Wednesday, October 18, 2006

AL ESTE DE LA DUNA DEL NIGER
 
                               A mi hija, Ananda y a mi hermana, María.

Los ojos de Aritamazu, comenzaron a dar señales de agotamiento tras escuchar una hermosa historia que le contó su madre, de dos niños que crecieron juntos sin padres en un área remota de la jungla. Se quedó dormido profundo… profundo, tan profundo, que su cuerpo parecía no tener vida.

Esa noche, la luminosidad del cielo era mayor que dos semanas previas, cuando hubo nubosas tormentas que provenían del desierto. Aritamazu comenzó a experimentar una extraña sensación de relajamiento en su sueño, sintiéndose tan ligero como una burbuja, y sin que su pierna izquierda, reducida a un garabato por un ataque de Polio cinco años antes, le fuera un impedimento, su cuerpo podía dar pequeños saltos y quedarse suspendido por varios minutos en el aire.

Se puso un poco nervioso, pero también alegre al poder separarse de la superficie, a la que se sentía atado como por una suerte de desgracia. Sus vivaces ojitos se posaron en las estrellas que parecían pedazos de espejos traídos por los mercaderes del desierto. En un extremo alcanzó a ver la luna y recordó su fantasía, de algún día poder descubrir qué había en ella. ¿Una hermosa ciudad de plata como decían las leyendas de los mayores de su tribu, a donde vive una princesa abandonada esperando a que alguien vaya a rescatarla, y cuyas lágrimas alcanzan a distinguirse por el fulgurante brillo?
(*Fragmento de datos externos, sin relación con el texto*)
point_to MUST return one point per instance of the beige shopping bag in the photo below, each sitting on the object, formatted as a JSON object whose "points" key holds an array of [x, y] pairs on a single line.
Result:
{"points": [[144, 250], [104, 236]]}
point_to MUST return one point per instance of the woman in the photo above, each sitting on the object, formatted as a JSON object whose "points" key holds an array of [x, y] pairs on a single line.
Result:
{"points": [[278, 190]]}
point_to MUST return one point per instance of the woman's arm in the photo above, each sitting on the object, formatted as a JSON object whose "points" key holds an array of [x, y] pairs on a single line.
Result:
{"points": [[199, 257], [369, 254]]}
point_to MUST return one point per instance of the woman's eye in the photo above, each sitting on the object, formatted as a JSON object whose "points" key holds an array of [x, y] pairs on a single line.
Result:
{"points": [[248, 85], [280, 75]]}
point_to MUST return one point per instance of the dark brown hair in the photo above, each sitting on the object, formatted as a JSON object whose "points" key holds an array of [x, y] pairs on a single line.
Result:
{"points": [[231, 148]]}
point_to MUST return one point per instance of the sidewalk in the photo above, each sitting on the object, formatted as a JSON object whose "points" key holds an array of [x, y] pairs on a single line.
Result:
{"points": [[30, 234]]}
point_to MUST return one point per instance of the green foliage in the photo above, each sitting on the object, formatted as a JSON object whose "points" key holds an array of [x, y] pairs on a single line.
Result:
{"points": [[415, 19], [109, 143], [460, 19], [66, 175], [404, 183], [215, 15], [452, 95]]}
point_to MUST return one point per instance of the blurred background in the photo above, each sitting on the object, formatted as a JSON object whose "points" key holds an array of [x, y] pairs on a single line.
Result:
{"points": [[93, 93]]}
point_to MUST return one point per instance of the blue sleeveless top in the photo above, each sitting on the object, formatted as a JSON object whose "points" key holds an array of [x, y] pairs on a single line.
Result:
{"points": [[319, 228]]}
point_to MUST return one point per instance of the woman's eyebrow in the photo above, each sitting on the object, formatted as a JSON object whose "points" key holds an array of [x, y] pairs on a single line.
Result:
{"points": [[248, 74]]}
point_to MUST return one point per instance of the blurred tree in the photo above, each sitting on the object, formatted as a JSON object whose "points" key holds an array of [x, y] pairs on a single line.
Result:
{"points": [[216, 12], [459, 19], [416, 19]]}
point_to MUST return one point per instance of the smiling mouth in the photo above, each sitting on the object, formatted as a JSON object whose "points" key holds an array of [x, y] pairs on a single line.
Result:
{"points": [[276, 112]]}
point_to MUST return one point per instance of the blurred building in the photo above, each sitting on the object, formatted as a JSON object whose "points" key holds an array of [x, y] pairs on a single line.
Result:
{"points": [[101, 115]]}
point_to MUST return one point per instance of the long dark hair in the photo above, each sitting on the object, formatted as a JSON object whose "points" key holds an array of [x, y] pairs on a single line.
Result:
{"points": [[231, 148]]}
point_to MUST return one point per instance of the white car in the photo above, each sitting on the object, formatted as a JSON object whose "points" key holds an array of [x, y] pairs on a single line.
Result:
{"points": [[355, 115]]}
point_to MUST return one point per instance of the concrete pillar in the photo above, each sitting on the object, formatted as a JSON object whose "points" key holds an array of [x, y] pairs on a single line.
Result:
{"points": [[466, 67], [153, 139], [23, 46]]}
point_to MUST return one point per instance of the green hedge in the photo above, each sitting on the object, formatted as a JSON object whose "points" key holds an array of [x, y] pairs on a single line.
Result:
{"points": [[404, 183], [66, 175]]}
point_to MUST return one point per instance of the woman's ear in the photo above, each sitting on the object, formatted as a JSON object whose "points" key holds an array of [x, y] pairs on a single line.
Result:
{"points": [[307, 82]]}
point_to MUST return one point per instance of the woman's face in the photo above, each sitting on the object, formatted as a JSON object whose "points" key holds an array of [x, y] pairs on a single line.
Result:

La curiosidad y el nerviosismo terminaron confundiéndolo. Volvió a saltar, y al hacerlo, su cuerpo quedó suspendido en una momentánea sensación de burbujear. Miró hacia todos lados y solo estaban él, y las estrellas que atestiguaban su osadía. Dejándose arrastrar por su deseo de aventuras, Aritamazu cerró los ojos y empezó a moverse, buscando ganar más altura. La placentera sensación de ligereza aumentaba a medida que iba elevándose más y más, hasta perder de vista su villa enclavada en la parte baja de una cadena montañosa. Contrario a lo esperado, no sentía pánico o miedo. Mantuvo siempre sus ojos cerrados con la idea de llegar hasta la luna, que permanecía fija en su mente. Sí hacia realidad su sueño nadie en la villa iba a creerlo. Pero eso a él, no lo preocupaba en absoluto, parecía estar hecho de plumas de pajarillos.

Cuando sus parpados comenzaron abrirse como una flor de rayana ante el leve rocío, la luna continuaba atrapada entre sus ojos y el deseo. Se encontró con algo desconocido. Estaba a miles de pies de la superficie y el brillo de los astros ahora era mucho más intenso. Volvió a cerrar sus ojos con la idea fija de estar en la superficie lunar en su cabeza.

De pronto, sintió como si estuviera dentro de un gran huevo transparente. Luego de un tiempo ¡sorpresa! sus pies se tropezaron con rudeza contra algo… Desbordado de entusiasmo, Aritamazu comenzó a abrir los parpados, maravillándose sus ojos con el brillo resplandeciente de la superficie. Era como estar de pies sobre un espejo gigante. E inmenso como la superficie del mar.

Aritamazu se sentó en la luna. Tomó unas rocas con su mano izquierda y las colocó en el bolsillo de su túnica que era de color azul turquesa. La luna era deslumbrante, él niño se sentía abrumado por el majestuoso esplendor del territorio frente a él.

Como era de esperarse, comenzó a buscar con sus ojos la ciudad de plata de la leyenda que contaban los mayores de su tribu, pero no vio señales de ella. Tal vez, estaba en otro lado de la luna o sus habitantes se marcharon a establecerse en otra parte, como acostumbraban hacer, en su tribu. No se cansó, y continuó buscando. Caminó por largo tiempo hasta que su cuerpo comenzó a dar señales de agotamiento. Entonces, se sentó a descansar, quedándose dormido en la parte baja de una meseta rocallosa. Permaneció así por largo tiempo, olvidándose de volver a su villa y a donde sus padres, y sus once hermanos y hermanas lo esperaban. Su madre se resignó a pensar que murió ahogado en el lago Aiunao o despedazado por los cocodrilos.

Desde aquel día, cada noche de luna menguante, se puede ver la imagen de un niño colgando en la luna, y en la parte superior algo difuso, el rostro de una niña que parece sonreír. Por eso los ancianos de la tribu, han cambiado el sentido total de la leyenda sobre una solitaria princesa abandonada en la luna, por la de un niño que sucumbió a sus encantos, y se quedó atrapado dentro de un sueño para siempre.